KABAR MADURA | Apapun alasannya, Kepala Bidang (Kabid) Aset Badan Keuangan dan Aset Daerah (BKAD) Sumenep Lukmanul Hakim memastikan bahwa rencana penghapusan aset mengenai tunggakan pembayaran retribusi para pedagang pasar di Sumenep yang sudah bertahun-tahun menunggak tidak dapat dilakukan penghapusan aset.
“Kalau utang tetap utang, tidak ada istilahnya dilanjutkan penghapusan, sebab itu merupakan uang negara yang harus ditagih,” katanya, Selasa (27/8/2024).
Menurutnya, meskipun sampai saat ini para pedagang sudah tidak ada, maka yang berhak membayar adalah keluarganya, sehingga tidak dapat dijadikan alasan mengenai tidak ada orangnya dan alasan lainnya.
Menurutnya, aset yang dilakukan penghapusan itu berbentuk barang, misalnya ada kendaraan yang rusak, karena sudah lama dipakai, maka boleh dihapus. Jika utang atau dana itu statusnya berbentuk hutang pada negara, maka perlu ditagih. Minimalnya untuk mendapatkan pendapatan asli daerah (PAD) pasar.

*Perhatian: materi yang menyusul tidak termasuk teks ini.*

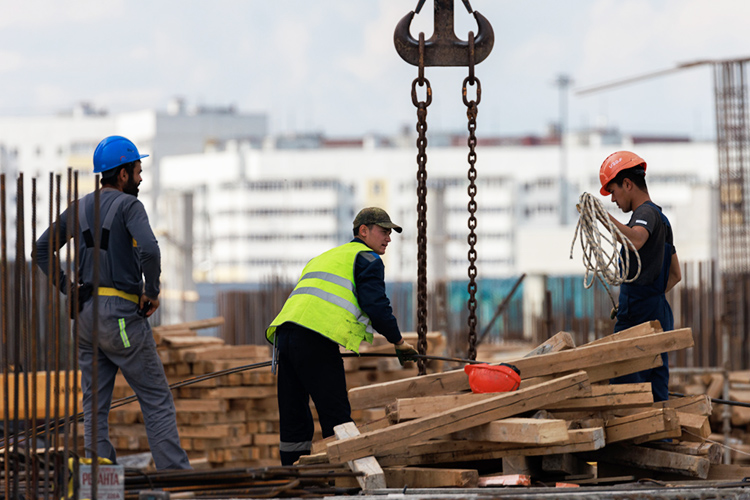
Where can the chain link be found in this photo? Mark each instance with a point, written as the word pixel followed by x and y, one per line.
pixel 421 205
pixel 471 114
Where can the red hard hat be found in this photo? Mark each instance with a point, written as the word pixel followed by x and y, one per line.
pixel 493 378
pixel 616 163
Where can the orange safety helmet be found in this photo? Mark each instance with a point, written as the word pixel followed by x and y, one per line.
pixel 616 163
pixel 484 378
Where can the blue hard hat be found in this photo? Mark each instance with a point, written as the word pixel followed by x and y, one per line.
pixel 114 151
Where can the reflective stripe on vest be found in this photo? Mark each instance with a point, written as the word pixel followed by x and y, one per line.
pixel 325 299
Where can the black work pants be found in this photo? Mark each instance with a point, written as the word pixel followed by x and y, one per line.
pixel 310 366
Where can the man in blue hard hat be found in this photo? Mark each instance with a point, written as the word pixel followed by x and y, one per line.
pixel 128 293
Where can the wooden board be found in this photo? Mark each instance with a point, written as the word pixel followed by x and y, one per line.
pixel 373 476
pixel 191 325
pixel 518 430
pixel 421 477
pixel 656 460
pixel 640 424
pixel 556 343
pixel 712 451
pixel 547 364
pixel 633 332
pixel 464 417
pixel 451 451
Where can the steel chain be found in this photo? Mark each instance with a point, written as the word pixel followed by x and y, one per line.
pixel 471 113
pixel 421 204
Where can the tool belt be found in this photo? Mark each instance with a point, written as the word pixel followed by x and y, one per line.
pixel 86 290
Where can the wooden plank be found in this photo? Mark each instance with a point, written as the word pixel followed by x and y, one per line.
pixel 192 325
pixel 694 427
pixel 451 451
pixel 567 464
pixel 501 406
pixel 633 332
pixel 728 472
pixel 609 396
pixel 712 451
pixel 518 430
pixel 652 459
pixel 422 477
pixel 188 341
pixel 381 423
pixel 374 477
pixel 244 352
pixel 213 431
pixel 560 341
pixel 201 405
pixel 640 424
pixel 547 364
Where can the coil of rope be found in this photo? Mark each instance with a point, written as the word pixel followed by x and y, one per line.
pixel 601 255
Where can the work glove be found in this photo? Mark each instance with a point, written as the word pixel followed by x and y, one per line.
pixel 405 352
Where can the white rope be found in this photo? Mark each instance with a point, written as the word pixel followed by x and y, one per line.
pixel 601 256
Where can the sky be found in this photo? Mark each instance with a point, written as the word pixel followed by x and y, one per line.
pixel 330 66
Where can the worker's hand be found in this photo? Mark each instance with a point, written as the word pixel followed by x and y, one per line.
pixel 148 306
pixel 405 352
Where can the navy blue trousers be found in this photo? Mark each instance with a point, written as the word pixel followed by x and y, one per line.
pixel 647 310
pixel 310 366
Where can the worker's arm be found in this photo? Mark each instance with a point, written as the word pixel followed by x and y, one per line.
pixel 638 235
pixel 137 224
pixel 369 278
pixel 675 273
pixel 42 251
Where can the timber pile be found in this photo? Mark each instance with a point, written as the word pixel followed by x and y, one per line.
pixel 564 417
pixel 233 420
pixel 738 417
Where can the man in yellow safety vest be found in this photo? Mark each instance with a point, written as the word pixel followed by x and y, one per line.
pixel 339 300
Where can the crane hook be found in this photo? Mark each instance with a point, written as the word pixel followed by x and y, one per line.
pixel 443 48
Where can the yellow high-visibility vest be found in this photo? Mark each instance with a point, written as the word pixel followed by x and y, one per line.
pixel 325 301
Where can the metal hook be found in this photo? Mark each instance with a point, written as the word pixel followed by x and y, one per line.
pixel 444 48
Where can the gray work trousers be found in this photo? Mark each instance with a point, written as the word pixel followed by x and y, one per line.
pixel 126 343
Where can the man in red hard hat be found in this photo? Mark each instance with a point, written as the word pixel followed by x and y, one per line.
pixel 623 176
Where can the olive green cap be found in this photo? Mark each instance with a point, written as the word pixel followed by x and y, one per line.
pixel 375 215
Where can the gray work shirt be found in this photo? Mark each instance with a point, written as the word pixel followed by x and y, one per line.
pixel 132 250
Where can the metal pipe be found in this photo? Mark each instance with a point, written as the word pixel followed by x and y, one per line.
pixel 94 383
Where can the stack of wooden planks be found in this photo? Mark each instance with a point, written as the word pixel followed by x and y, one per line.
pixel 564 417
pixel 233 420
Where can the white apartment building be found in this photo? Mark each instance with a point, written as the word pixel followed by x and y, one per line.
pixel 258 195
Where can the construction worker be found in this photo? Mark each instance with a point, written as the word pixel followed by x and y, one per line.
pixel 338 301
pixel 623 176
pixel 129 252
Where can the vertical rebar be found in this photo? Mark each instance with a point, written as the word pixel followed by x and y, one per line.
pixel 76 308
pixel 5 329
pixel 95 346
pixel 50 326
pixel 72 293
pixel 19 328
pixel 33 464
pixel 56 296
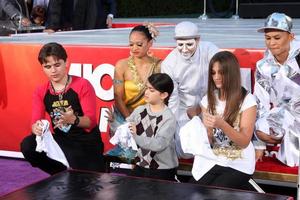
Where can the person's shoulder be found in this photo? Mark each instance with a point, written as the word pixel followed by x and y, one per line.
pixel 249 101
pixel 208 45
pixel 168 111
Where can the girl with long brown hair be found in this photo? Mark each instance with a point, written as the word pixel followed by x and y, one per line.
pixel 228 114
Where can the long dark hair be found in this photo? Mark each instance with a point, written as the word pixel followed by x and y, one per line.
pixel 234 93
pixel 163 83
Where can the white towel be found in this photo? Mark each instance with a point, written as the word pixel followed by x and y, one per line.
pixel 194 140
pixel 123 137
pixel 46 143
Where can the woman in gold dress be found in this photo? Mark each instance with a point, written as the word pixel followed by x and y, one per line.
pixel 131 73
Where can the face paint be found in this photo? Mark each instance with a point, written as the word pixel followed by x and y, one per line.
pixel 187 48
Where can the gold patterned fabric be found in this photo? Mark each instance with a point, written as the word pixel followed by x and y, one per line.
pixel 224 146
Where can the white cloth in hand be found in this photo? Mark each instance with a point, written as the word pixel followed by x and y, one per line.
pixel 46 143
pixel 194 140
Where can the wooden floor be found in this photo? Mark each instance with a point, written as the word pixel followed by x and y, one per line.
pixel 88 185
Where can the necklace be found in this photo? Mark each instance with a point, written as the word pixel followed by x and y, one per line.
pixel 136 78
pixel 60 95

Sebelumnya, Kepala Bidang (Kabid) Perdagangan Diskop UKM dan Perindag Sumenep Idham Halil mengaku akan menghapus tunggakan para pedagang pasar yang sampai saat ini mencapai ratusan juta. Salah satu alasannya karena sudah lama, sementara para pedagang di pasar itu kebanyakan yang berhenti berjualan, sehingga tidak diketahui identitasnya.
“Selama ini, tunggakan yang paling banyak dilakukan oleh para pedagang pasar yakni di Pasar Anom, untuk pasar yang lainnya, itu ada tetapi lebih sedikit,” tegas dia.
Diketahui, hingga saat ini tunggakan itu bersisa sekitar Rp800 juta lebih, itupun masih diushakan untuk dilakukan penagihan, akan dilakukan penghapusan ini merupakan jalan terakhir.